Structurally the current coronavirus shares ~80% of its sequence with the original SARS virus. The current hypothesis is that it jumped from bats after mutation, as the closest known relative is ~96% identical and found in bats (although we don’t know the actual “jump” event, it’s possible there was an intermediate, particularly as domestic companion animals can contract the virus). This doesn’t directly help us, but it does give us (hopefully) an understanding of its reservoir and origin–both the original SARS and MERS have bat reservoirs. It targets the ACE2 receptor as previously mentioned in the Cell study I shared in the other thread, and with a significantly higher affinity, which accounts for its increased infectiousness.

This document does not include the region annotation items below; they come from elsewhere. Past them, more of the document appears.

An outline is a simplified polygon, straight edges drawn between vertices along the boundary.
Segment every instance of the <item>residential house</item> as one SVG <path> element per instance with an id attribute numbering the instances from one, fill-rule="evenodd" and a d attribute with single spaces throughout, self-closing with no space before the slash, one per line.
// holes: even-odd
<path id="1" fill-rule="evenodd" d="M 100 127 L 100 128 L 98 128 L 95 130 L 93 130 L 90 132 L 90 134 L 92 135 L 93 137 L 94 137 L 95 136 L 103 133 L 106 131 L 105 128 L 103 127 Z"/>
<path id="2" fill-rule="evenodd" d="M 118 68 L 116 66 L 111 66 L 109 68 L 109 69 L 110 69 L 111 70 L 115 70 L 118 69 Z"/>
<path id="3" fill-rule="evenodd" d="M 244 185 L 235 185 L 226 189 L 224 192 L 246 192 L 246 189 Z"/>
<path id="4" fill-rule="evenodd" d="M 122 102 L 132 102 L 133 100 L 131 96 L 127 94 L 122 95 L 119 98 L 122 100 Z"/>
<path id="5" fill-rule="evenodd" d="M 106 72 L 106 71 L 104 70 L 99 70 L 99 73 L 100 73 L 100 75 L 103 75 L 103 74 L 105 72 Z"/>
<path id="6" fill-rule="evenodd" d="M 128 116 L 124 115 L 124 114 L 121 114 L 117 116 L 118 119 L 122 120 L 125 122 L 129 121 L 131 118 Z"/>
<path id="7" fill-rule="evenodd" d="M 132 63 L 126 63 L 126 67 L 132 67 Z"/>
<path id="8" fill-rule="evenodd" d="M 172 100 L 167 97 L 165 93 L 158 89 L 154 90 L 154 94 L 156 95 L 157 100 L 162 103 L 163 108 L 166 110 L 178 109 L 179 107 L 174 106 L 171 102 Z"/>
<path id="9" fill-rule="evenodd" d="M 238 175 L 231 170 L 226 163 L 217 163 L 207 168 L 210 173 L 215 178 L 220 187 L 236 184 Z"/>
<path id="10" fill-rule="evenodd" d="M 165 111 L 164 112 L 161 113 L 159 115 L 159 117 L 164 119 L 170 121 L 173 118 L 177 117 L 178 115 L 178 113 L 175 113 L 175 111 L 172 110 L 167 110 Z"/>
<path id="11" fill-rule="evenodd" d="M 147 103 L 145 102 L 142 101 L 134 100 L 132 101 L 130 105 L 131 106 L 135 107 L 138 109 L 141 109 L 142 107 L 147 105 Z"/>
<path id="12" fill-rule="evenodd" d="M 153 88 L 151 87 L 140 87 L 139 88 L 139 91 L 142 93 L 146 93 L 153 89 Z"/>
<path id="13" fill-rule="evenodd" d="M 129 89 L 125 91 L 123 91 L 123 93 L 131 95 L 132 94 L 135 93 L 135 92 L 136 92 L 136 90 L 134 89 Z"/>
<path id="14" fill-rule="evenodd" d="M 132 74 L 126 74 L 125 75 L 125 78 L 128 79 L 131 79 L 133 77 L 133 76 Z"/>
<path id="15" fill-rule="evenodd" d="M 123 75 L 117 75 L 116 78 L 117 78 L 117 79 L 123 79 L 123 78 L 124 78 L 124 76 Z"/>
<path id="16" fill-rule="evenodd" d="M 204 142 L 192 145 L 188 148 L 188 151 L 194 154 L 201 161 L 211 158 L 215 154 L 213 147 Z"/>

Whereas most coronaviruses attack tend to attack either the upper or lower respiratory tracts, this attacks both, probably accounting for the increased level of gnarly side effects like pneumonia, ventilation requirment, and death. As a general rule of thumb, upper respiratory tract viruses are easier to spread but less serious while lower respiratory tract viruses (think MERS) are much harder to spread but more serious (MERS has ~ 35% CFR). Thus, this seems to combine aspects of the worst of both worlds. Thankfully, not a ton of fatality.
Great info, @Aragorn.
Back on thread topic, I’ll try to add some “what are we doing about this?” from the medical community perspective (not just “shut down society” but the clinical trials we’re standing up in a hurry in search for effective treatments as well as figuring out the safest way to manage the patients through their disease course).
Hopefully I’m not too far off topic with my last post. I’m not as useful from a medical community standpoint, but I’ll contribute where I can. I’m mostly just a basic research monkey.